On the opposite side of the pond where rustic anglers may be active, stands the Itabashi Historical Museum, which has some archeological artifacts and folklore items on display. Best is the minka standing at the back of the museum, making this a nice play to drop in for a few minutes as well.
But there is more in this area. A 5 min. walk from the museums lies the Akatsuka Botanical garden, occupying part of the grounds of the long defunct Akatsuka castle. There are more than 600 different plants and trees, as well as a garden with medicinal herbs mentioned in the Manyoshu.
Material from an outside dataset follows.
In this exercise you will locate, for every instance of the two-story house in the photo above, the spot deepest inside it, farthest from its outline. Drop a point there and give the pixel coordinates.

We visited in early winter when everything was bare, and only the fallen leaves rustled under our feet, but it was nice to walk through this park that still keeps an image of the wildness of ancient Musashino.
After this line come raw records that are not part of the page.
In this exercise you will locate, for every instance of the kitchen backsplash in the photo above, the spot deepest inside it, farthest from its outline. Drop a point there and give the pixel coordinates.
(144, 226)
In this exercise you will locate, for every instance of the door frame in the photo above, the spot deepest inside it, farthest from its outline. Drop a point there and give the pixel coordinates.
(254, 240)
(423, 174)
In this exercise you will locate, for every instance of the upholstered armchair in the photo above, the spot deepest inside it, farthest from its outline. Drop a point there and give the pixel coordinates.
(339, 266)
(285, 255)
Our last destination was Jorenji temple. Jorenji's founding goes back many centuries, and originally it stood along the Nakasendo highway - until it had to move in 1973 to make way for an expressway. Now it stands in a corner of the old Akatsuka Castle as well, and contrary to what you might expect of a modern temple it has beautiful grounds and buildings and is a pleasure to visit.
Mentioning the Nakasendo, reminds me of the fact that in the Edo-period Itabashi was "Itabashi-juku," a post town on the highway that ran through the mountains of Central Japan to Kyoto. The post town consisted of four parts; one of these, Naka-juku, had an actuall plank bridge that gave the name "Itabashi" to the whole area. There is little post town atmosphere left in present-day Itabashi, which is a bedtown with noisy roads leading into Tokyo, but the area with the museums and botanical garden, called Akatsuka, still retains a whiff of the old flavor.
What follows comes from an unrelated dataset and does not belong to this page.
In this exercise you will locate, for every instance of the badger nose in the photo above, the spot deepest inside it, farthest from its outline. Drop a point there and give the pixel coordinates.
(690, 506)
Jorenji boast several monuments and statues in its garden (such as a good modern Hotei), but it is now above all famous for its Daibutsu, its Big Buddha. Only cast in 1977, to pacify the spirits of the soldiers who died ages ago in the battles around Akatsuka Castle (did they scare the priest?), it is 22 metres high and weighs 22 tons. An Amida Buddha like its big brother in Kamakura, it cannot hold a candle to that older statue when it comes to artistic merit, but it nevertheless impresses by its peaceful countenance. A good conclusion of an autumn afternoon in Itabashi.
Itabashi Art Museum
5-34-27 Akatsuka, Itabashi-ku, Tokyo
CL Mon, Dec 28-Jan 4
15 min walk from Nishi-Takashimadaira St on the Mita line
Itabashi Historical Museum
CL Mon, Dec 28-Jan 4
In late winter/early spring, the Tameike pond and park are the site of the Ume (plum) festival.
Akatsuka Botanical Garden
(Manyo Yakuyo Garden)
CL New year
16 min walk from Shimo-Akatsuka St on the Tobu Tojo Line
5-28-3 Akatsuka, Itabashi-ku, Tokyo
30 min walk from Shimo-Akatsuka St on the Tobu Tojo Line
The temple, botanical garden and historical museum are free. Entrance to the art museum is usually 600 yen, but may depend on the exhibition.